Rusya-Ukrayna savaşı dünyanın gözü önünde devam ediyor. Sözde barış müzakereleri ya da Rusya Devlet Başkanı Putin ile telefon görüşmeleri neticesiz kalıyor. Çünkü kimse başta ABD olmak üzere Avrupa Birliği savaşı kökten durdurmaya yönelik radikal kararlar almıyor, almak istemiyor.
Rusya-Ukrayna savaşı nedeniyle Almanya'nın dış politikasının tamamen NATO ve ABD endeksli savaş yerlerine silah gönderilmesine ilişkin yoğunluğu her yönüyle yaşıyor ve görüyoruz.
Önceki gün Sol Parti'nin kurucusu Oskar Lafontaine 'Berliner Zeitung'da kaleme aldığı yazısında Alman hükümetini ABD'nin kuklası gibi davranmakla suçladı. Ukrayna ve Rusya arasındaki savaşta tüm Avrupa'yı bağımsız bir güvenlik politikası izlemeye davet etti.
Yine perşembe günü Avrupa Parlamentosu Genel Kurulunda konuşan Avrupa Komisyonu Başkanı Ursula Von der Leyen 'Rusya ile savaşan Ukrayna'ya desteğin devam edeceğini söyledi. "Putin kaybedecek, Ukraynalılar kazanacak" diyen Leyen, "Daha önce bu parlamentoda, kıtada devam eden bir savaşı bu şekilde görüşmedik.
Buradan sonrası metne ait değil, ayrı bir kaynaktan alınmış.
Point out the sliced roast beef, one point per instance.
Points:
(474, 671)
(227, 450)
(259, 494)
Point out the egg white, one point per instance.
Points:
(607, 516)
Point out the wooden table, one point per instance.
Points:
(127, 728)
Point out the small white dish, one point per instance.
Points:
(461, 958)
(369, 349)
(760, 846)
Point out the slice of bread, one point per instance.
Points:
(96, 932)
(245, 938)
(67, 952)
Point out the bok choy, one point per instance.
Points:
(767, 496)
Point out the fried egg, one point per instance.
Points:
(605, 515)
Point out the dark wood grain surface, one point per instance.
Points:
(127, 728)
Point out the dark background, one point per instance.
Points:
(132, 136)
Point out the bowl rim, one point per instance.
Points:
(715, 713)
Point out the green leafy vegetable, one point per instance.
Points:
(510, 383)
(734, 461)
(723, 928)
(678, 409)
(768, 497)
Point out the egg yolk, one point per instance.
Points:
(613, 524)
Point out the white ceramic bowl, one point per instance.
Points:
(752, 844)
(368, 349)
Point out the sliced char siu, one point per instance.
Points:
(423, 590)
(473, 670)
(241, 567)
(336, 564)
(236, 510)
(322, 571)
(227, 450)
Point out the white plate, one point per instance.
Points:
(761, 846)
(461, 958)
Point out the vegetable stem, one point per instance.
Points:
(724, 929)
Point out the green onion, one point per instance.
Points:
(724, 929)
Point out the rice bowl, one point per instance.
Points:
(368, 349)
Ukrayna savaşından sonra tüm Avrupa birleşti." şeklinde bir konuşma yaptı.
Almanya Başbakanı Olaf Scholz dün yaptığı konuşmada ülke savunması için her yıl Gayrisafi Yurt İçi Hasıla'nın (GSYH) yüzde 2'si kadar kaynak ayıracaklarını belirtti. Scholz, ordunun modernizasyonu için ayrılan 100 milyar avroluk özel fonun kullanılmasından sonra dahi bir finansman sıkıntısı yaşamayacağına işaret ederek "Ülkemizi koruma görevini yerine getirebilecek iyi donanımlı bir ordu benim için elbette önemlidir. Ordumuzun Avrupa'da savunmanın temel taşı, en iyi donanımlı silahlı kuvveti olması gerekiyor. Ordunun temel görevi Avrupa'da özgürlüğü savunmaktır." diye konuştu.
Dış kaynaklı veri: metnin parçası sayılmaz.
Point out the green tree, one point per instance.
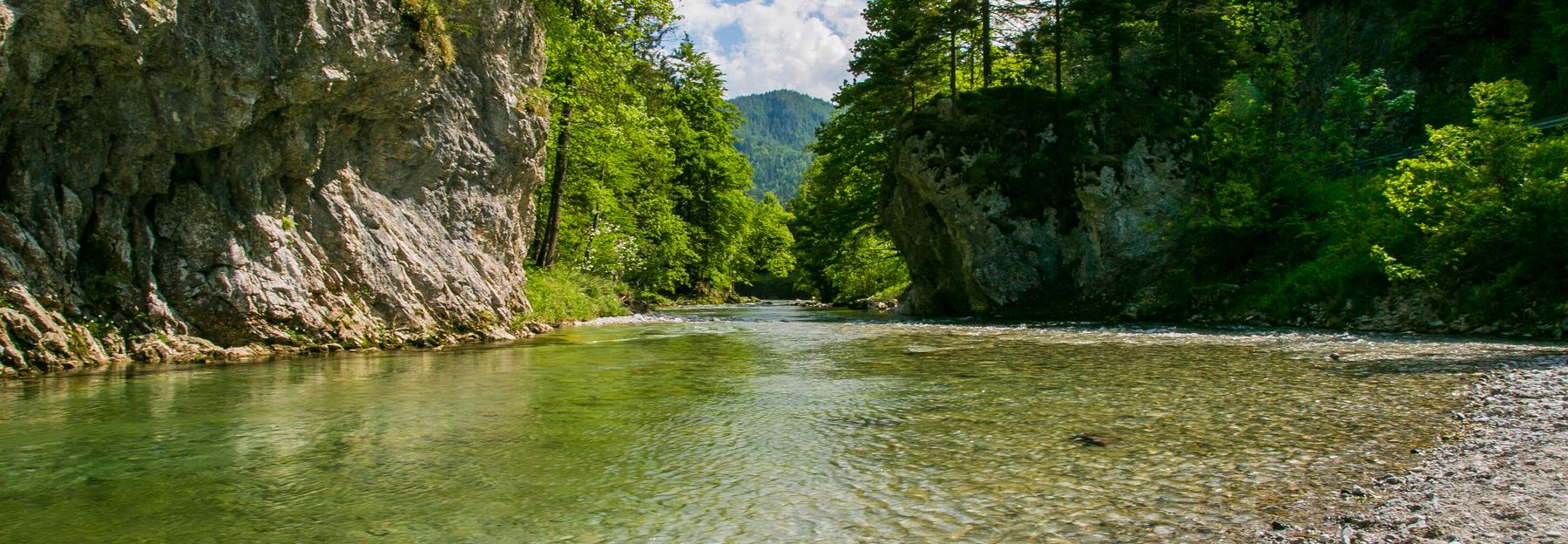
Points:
(713, 178)
(1489, 198)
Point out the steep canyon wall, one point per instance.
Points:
(184, 176)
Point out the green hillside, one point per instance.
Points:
(780, 124)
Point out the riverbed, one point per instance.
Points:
(739, 424)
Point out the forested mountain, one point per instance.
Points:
(780, 124)
(1201, 159)
(645, 182)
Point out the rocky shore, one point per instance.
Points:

Bütün bu mesajlarda da anlaşılıyor ki, Avrupa Birliği daha fazla savaş istiyor ve savaşın önlenmesine yönelik bağımsız, radikal kararlar vermek istemiyor. Savaşın bir süre daha devam edeceği görülüyor.
Yeşillerin tasarruf önerisi: duş almak yerine bezle silinin
Peki Yeşiller Partisi cephesinde durıum nasıl? Kurulduğu yıllardaki savundukları ideolojilerden uzak tamamıyle muhafazakar-sağcı bir partinin izlediği tüm tüm poltikaları uygulamaya devam ediyor. Baden-Württemberg eyaleti başkanı (Yeşiller Partili) savaşı durdurun diyeceğine, savaşın yarattığı enerji krizini önlemek için halka akıl dışı tasarruf önerisi getiriyor. Winfried Kretschmann “Bir enerji kriziyle sınandığımız bu günlerde insanlar 'sürekli duş almak yerine' bir bez kullanarak çok tasarruf edebilirler” ifadelerini kullanıyor ve halka duş almak yerine bir bezle silinin tavsiyesinde bulunuyor.
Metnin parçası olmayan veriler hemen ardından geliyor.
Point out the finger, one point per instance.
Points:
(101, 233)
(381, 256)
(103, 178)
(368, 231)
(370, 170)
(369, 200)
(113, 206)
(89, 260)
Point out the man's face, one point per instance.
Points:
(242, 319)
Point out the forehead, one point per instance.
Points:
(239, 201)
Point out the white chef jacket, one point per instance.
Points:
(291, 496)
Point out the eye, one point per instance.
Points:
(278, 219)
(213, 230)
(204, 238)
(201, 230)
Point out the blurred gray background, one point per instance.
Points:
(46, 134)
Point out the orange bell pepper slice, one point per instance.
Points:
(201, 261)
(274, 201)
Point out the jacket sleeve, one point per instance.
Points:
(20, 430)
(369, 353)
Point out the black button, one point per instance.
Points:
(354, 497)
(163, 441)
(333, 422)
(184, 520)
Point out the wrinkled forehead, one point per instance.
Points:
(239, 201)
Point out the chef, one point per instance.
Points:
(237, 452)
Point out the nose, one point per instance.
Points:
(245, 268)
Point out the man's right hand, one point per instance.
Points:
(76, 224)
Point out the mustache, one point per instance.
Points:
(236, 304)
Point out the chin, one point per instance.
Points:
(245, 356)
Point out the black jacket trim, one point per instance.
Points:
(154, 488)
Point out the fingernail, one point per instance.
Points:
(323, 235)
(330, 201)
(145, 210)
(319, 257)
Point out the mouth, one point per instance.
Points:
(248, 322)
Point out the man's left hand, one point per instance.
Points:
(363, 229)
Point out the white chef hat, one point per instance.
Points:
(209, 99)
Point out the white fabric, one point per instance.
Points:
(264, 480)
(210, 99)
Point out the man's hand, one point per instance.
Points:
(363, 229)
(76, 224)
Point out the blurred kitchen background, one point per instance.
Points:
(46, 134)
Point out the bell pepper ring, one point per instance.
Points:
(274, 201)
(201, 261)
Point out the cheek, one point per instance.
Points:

Nitekim Alman sosyalistleri Yeşilleri 'savaş sarhoşu' olmakla suçlarken, kendilerini hala 'pasifist' olduklarını söyleyen Yeşiller barışı silahların gölgesinde aramaya devam ediyor.
Temel ilkeleri olan dış politikada askeri müdahalelere şiddetle karşı çıkan Yeşiller, şimdi Ukrayna'ya daha fazla silah gönderilmesi konıusunda koalisyon ortaklarına baskı yapıyor.
Federal Ekonomi Bakanı Yeşiller Partili Robert Habeck, Almanya'nın silah ihracatı üzerindeki merkezi kısıtlamaları kaldırmak ve gelecekte savaş ve kriz bölgelerine silah teslimatına izin vermek istiyor. Yeşiller Partili Dışişleri Bakanı Annelena Baerbock Ukrayna'ya panzer gönderilmesini yoğun bir biçimde savunmaya devam ediyor.
Alman hükümetinin savaş politikasına ilişkin çizgisi kırmızı hattı çoktan geçti bile.
Almanya Savunma Bakanı Lambrecht, Ukrayna'ya yeni silah ve teçhizat yapacağını bildirdi. Lambrecht 'Ukrayna'ya hızlı bir şekilde daha fazla teçhizat sağlanmasının ne kadar önemli olduğunu göstermektedir. Ukrayna'nın özellikle son birkaç gün içinde Alman silahlarının da yardımıyla elde ettiği başarıları görmek cesaret verici' ifadelerini kullandı.
Görüldüğü gibi Avrupa Birliği savaşın gölgesinde çetin bir kışa hazırlanıyor. Enerji fiatları, artan enflasyon, yoksulluk, istikrarsızlığa karşı dünyada silah savunma sanayinin gelirine gelir katması ve bunun karşısında ise artan 'toplumsal sessizlik' ve Avrupa solunun çaresizliği, çözüm üretmede başarısızlığı yeni bir dönemin başlangıcının sinyalini şimdiden veriyor!